Enlarged lymph nodes are seen in a majority of victims and may be the initial or the only sign of infection. Although enlarged lymph nodes usually occur as single lesions, they may appear in groups. Enlarged lymph nodes may come and go and last for as long as three years. When swollen, they may be confused with buboes of bubonic plague.
The glandular form of the disease has tender regional lymphadenopathy but no identifiable skin lesion.
Oculoglandular tularemia presents as conjunctivitis (white of the eyes are red and inflamed), increased tearing, photophobia, and tender enlarged lymph nodes in the head and neck region. Pharyngeal tularemia presents with a sore throat, fever, and swelling in the neck.
The most serious forms of tularemia are typhoidal and pneumonic disease. Patients with typhoidal disease can have fever, chills, anorexia, abdominal pain, diarrhea, headache, myalgias, sore throat, and cough. Patients with pneumonic tularemia have mostly pulmonary findings. Many patients with pulmonary findings have underlying typhoidal tularemia.
Tularemia can be diagnosed by growing the bacteria in the laboratory from samples taken of blood, ulcers, sputum, and other body fluids. Serological tests (done to detect antibodies against tularemia), direct fluorescent antibody (DFA) staining of clinical specimens, and polymerase chain reaction (PCR) tests on clinical specimens are available from specialized labs.
Victims with tularemia who do not receive appropriate antibiotics may have a prolonged illness with weakness and weight loss. Treated properly, very few people with tularemia die. If a patient has severe disease, it is recommended to give them a 14-day course of streptomycin or gentamicin. For patients with mild to moderate disease, oral ciprofloxacin or doxycycline is recommended. In children with mild to moderate disease, gentamycin is often recommended.

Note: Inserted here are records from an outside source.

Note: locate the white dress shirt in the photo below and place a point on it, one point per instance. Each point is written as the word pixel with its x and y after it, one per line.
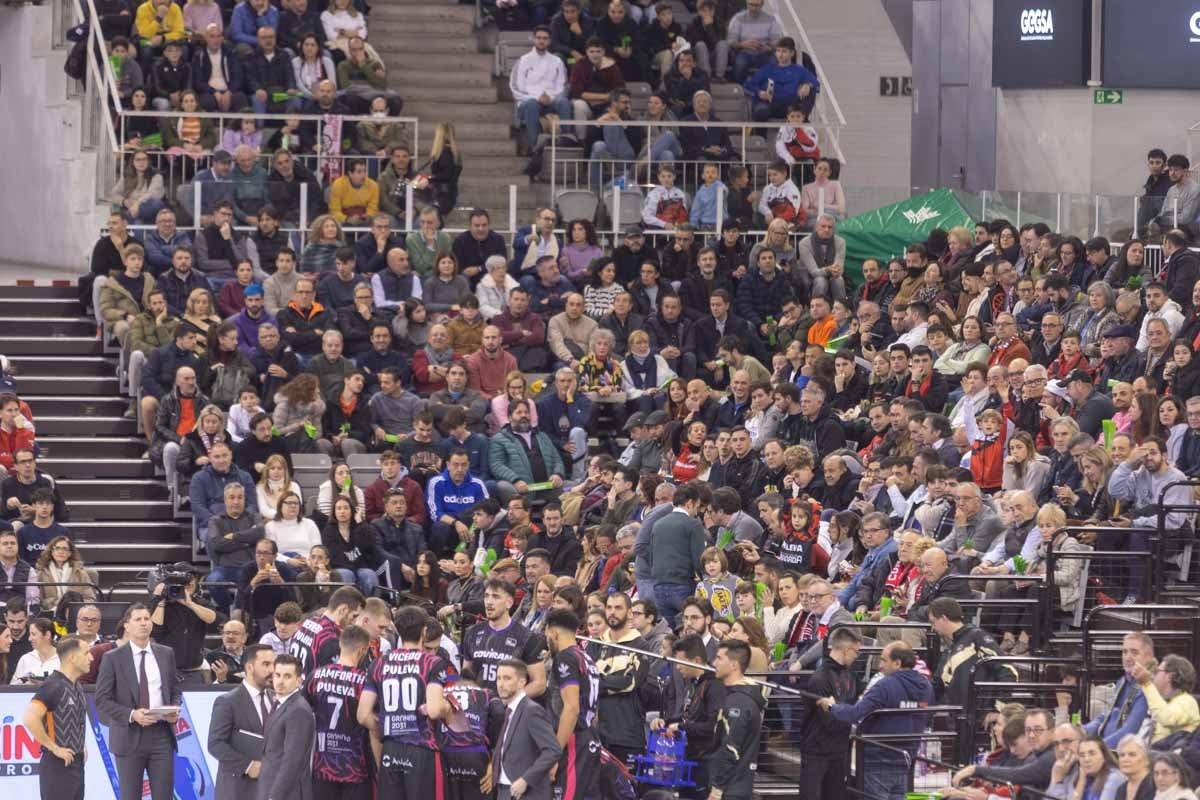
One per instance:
pixel 154 678
pixel 508 734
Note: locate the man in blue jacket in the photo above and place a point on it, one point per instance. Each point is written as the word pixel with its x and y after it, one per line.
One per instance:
pixel 775 86
pixel 565 416
pixel 886 773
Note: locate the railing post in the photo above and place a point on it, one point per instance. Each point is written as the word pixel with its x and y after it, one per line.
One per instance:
pixel 513 209
pixel 616 210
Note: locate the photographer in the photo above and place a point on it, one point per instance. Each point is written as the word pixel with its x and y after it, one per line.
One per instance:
pixel 180 619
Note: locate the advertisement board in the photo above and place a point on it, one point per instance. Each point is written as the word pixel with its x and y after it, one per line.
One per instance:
pixel 1038 43
pixel 195 768
pixel 1151 44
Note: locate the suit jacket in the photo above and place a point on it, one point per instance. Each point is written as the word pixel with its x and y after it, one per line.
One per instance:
pixel 528 747
pixel 232 713
pixel 117 696
pixel 287 755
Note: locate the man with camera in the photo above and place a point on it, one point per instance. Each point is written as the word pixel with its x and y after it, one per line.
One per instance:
pixel 181 619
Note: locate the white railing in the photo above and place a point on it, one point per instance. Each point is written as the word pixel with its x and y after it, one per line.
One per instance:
pixel 827 109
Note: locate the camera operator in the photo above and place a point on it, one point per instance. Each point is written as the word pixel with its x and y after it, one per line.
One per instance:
pixel 181 619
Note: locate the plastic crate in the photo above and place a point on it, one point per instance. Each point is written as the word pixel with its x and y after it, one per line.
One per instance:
pixel 664 763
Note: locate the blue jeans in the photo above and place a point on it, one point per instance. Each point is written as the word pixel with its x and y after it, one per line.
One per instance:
pixel 744 62
pixel 885 782
pixel 669 597
pixel 529 113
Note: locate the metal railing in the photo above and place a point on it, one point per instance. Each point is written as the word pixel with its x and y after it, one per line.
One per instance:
pixel 827 110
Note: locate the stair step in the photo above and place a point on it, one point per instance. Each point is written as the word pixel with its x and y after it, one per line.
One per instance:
pixel 77 467
pixel 123 510
pixel 467 96
pixel 93 446
pixel 436 37
pixel 41 293
pixel 142 553
pixel 418 14
pixel 18 306
pixel 84 405
pixel 65 366
pixel 400 62
pixel 435 78
pixel 142 531
pixel 17 346
pixel 103 426
pixel 45 384
pixel 76 489
pixel 47 326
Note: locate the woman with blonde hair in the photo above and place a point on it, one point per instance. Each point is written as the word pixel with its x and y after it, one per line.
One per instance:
pixel 444 168
pixel 324 240
pixel 60 564
pixel 299 409
pixel 275 482
pixel 516 386
pixel 199 313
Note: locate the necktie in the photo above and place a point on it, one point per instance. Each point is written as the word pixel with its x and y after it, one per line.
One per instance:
pixel 143 683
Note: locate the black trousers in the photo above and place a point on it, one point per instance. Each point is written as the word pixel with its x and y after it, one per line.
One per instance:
pixel 58 781
pixel 822 779
pixel 156 756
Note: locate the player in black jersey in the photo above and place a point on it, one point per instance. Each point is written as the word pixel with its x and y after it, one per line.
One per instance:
pixel 339 761
pixel 58 719
pixel 574 696
pixel 466 734
pixel 407 685
pixel 499 638
pixel 315 643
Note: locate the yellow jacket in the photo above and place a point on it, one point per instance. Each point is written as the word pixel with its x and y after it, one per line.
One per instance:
pixel 343 196
pixel 149 25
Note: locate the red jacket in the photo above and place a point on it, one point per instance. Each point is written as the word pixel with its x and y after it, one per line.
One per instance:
pixel 12 441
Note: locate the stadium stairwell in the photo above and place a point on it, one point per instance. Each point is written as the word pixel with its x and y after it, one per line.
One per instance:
pixel 120 512
pixel 436 62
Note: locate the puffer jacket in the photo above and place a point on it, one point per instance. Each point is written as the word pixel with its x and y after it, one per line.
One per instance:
pixel 117 302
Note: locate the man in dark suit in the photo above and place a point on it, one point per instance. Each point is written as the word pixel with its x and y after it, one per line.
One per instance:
pixel 291 732
pixel 133 679
pixel 527 746
pixel 239 716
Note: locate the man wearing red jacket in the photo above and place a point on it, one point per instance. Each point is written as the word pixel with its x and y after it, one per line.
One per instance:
pixel 11 437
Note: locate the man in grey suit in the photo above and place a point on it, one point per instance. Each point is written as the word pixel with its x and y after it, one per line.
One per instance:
pixel 527 746
pixel 239 719
pixel 291 732
pixel 133 679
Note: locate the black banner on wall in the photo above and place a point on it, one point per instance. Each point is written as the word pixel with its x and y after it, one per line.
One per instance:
pixel 1038 43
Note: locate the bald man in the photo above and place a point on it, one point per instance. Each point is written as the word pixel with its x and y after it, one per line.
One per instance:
pixel 935 570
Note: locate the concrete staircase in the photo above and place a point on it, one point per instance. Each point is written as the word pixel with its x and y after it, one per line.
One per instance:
pixel 877 133
pixel 120 512
pixel 437 64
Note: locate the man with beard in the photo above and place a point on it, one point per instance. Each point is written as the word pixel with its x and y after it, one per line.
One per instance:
pixel 624 679
pixel 499 638
pixel 1123 362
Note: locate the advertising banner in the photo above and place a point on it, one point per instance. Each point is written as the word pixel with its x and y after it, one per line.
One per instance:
pixel 19 752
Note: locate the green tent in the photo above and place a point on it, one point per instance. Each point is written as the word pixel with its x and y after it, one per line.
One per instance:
pixel 886 232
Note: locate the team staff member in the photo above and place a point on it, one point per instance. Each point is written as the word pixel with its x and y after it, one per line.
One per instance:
pixel 340 762
pixel 289 733
pixel 135 678
pixel 58 719
pixel 576 691
pixel 409 680
pixel 501 638
pixel 739 727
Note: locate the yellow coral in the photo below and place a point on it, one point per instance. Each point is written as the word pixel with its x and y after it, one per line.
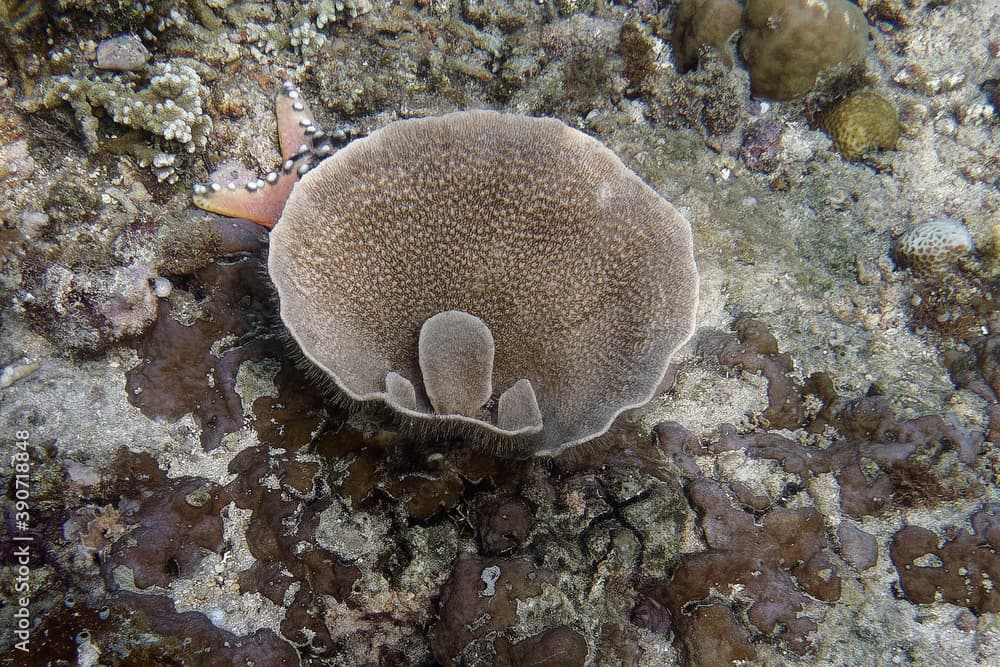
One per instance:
pixel 862 123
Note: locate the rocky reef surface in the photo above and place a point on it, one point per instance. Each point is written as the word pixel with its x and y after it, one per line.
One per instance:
pixel 817 483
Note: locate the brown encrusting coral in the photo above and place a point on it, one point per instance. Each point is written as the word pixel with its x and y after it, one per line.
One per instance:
pixel 961 567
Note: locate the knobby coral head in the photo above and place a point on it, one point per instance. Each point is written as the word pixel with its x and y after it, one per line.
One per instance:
pixel 497 276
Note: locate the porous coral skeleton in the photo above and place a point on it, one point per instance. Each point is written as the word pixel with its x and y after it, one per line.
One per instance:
pixel 261 200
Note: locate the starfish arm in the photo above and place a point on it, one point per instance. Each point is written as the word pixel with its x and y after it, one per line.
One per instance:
pixel 261 200
pixel 296 125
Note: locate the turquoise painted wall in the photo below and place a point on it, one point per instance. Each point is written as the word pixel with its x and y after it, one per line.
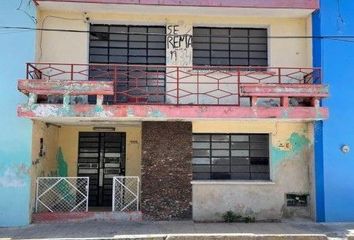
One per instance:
pixel 334 169
pixel 17 48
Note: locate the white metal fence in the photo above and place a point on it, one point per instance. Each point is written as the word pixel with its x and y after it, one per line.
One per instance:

However, despite the concerns over side effects in children, some clinicians may recommend oral treatment with ciprofloxacin or doxycycline.
Although laboratory-related infections with this organism are common, human-to-human spread is unusual. Victims do not need to be isolated from others.
There is no recommendation for prophylactic treatment of people going into areas where tularemia is more common. In fact, in the case of low-risk exposure, observation without antibiotics is recommended.
There no longer exists a vaccine against tularemia. New vaccines are under development.
In the event of a biological attack using Francisella tularensis, the recommendation is to treat exposed people who are not yet ill with 14 days of oral doxycycline or ciprofloxacin.